Sure you know it’s environmental and delicious but how do you compost your meal scraps when you’re learning the ropes. The classic black bin makes a great waste hot-for-discards for the kinds of food you can’t leave to go bad, like seafood or dairy, so it’s a good place to start getting in the habit of reducing food waste.

But what about your son’s birthday cake, that half-eaten crusty pizza you’ve been trying to throw away but can’t because you’ll get creative with it? That used potato, that round vegetable blobs you grabbed off the sidewalk that day but can’t chuck straight into the compost pile? It’s this stubborn food that have people and organizations around the world calling for more waste prevention, so you can be sure people want to do the right thing in regard to this black bin phenomenon.

So what do you do when you start to feel a bit too tied up in black bin waste and want to be a little more productive with your black bin? There’s an alternative to slashing that waste without it feeling like a sacrifice.
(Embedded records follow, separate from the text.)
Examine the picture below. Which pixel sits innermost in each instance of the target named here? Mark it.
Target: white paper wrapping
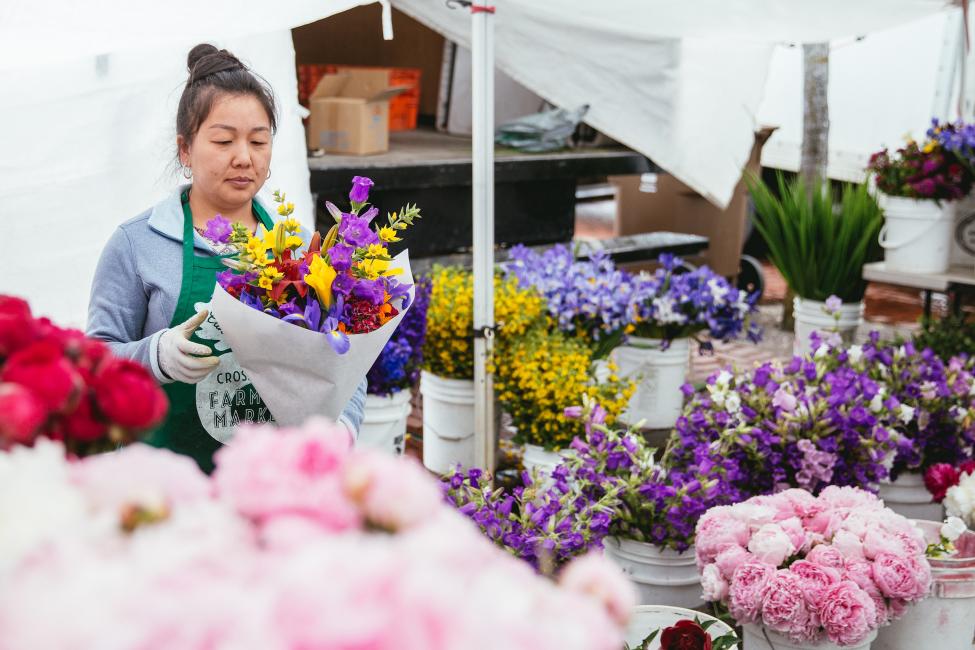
(295, 370)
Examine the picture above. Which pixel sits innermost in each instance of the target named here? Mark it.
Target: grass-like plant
(818, 244)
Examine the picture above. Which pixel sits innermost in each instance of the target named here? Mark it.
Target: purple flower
(360, 189)
(356, 232)
(218, 230)
(340, 257)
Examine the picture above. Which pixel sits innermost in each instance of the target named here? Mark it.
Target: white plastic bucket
(384, 423)
(916, 236)
(907, 496)
(811, 316)
(658, 399)
(647, 618)
(448, 422)
(758, 637)
(660, 575)
(946, 618)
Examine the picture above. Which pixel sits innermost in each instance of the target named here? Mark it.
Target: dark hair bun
(205, 60)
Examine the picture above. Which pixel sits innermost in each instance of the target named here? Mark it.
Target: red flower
(128, 395)
(81, 424)
(939, 478)
(685, 635)
(21, 415)
(17, 327)
(42, 368)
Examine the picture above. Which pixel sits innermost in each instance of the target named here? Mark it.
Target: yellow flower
(320, 277)
(388, 234)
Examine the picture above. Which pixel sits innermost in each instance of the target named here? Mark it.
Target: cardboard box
(675, 207)
(350, 112)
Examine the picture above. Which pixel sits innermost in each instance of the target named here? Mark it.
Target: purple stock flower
(360, 189)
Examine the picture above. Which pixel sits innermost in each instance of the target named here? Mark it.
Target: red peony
(128, 395)
(82, 425)
(17, 327)
(939, 478)
(685, 635)
(21, 415)
(42, 368)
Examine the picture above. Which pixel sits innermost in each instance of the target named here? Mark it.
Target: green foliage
(818, 244)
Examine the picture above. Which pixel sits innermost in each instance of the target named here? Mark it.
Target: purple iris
(218, 230)
(360, 189)
(340, 257)
(355, 231)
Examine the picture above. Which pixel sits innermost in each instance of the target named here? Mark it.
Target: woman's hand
(182, 360)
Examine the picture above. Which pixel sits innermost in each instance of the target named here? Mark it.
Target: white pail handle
(886, 245)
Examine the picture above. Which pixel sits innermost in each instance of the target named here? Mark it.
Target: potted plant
(803, 572)
(536, 376)
(916, 184)
(670, 308)
(819, 245)
(392, 377)
(447, 376)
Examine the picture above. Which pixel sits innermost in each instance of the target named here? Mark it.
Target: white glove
(181, 359)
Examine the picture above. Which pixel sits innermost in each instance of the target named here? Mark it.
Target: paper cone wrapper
(295, 370)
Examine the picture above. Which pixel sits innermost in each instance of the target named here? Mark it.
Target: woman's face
(231, 153)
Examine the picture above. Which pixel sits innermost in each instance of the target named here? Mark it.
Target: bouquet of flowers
(935, 169)
(837, 566)
(344, 290)
(589, 298)
(807, 424)
(57, 383)
(448, 350)
(398, 365)
(539, 374)
(653, 504)
(296, 541)
(669, 305)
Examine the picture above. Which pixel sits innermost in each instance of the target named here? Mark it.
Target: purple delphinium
(398, 365)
We spoke to Aaron Davis who is the co-founder of the Atlanta-based biogas, bioremediation and neighborhood tree planting company called California Asparagus Energy (CAE) to find out more about just that, composting. Davis told us how composting works in a homeowner’s black bin (he also has a compost bin of his own, so that’s an experience he’s well-versed in).

Ease into it

It’s all about making it clear to your kids that it’s okay to use the trash can instead of the black bin. Davis says “you only need one bag to store a big bag of food waste, and there are many ways to help kids get the hint. While they do not need to be composted and should be in a permanent trash bin, kids do not like to do this and often see their trash cans removed in favor of an empty black bin.”

Infuse nutrition

Just like a garden, if you have food scraps from the kitchen that have no nutritional value, don’t compost them. They are not good for your environment, and you’re just not doing your community or food banks any favors.

But make sure you feed your black bin food scraps! That’s not the sort of thing you will teach your kids, but one of the best ways to teach food safety is to clean the whole area around your bin, so why not incorporate it into the rest of your nutrition education. Davis offers this suggestion: “Put out popsicles and fruit juice for your waste to use as a natural fertiliser and you’ll save on those always-troublesome plastic food containers!”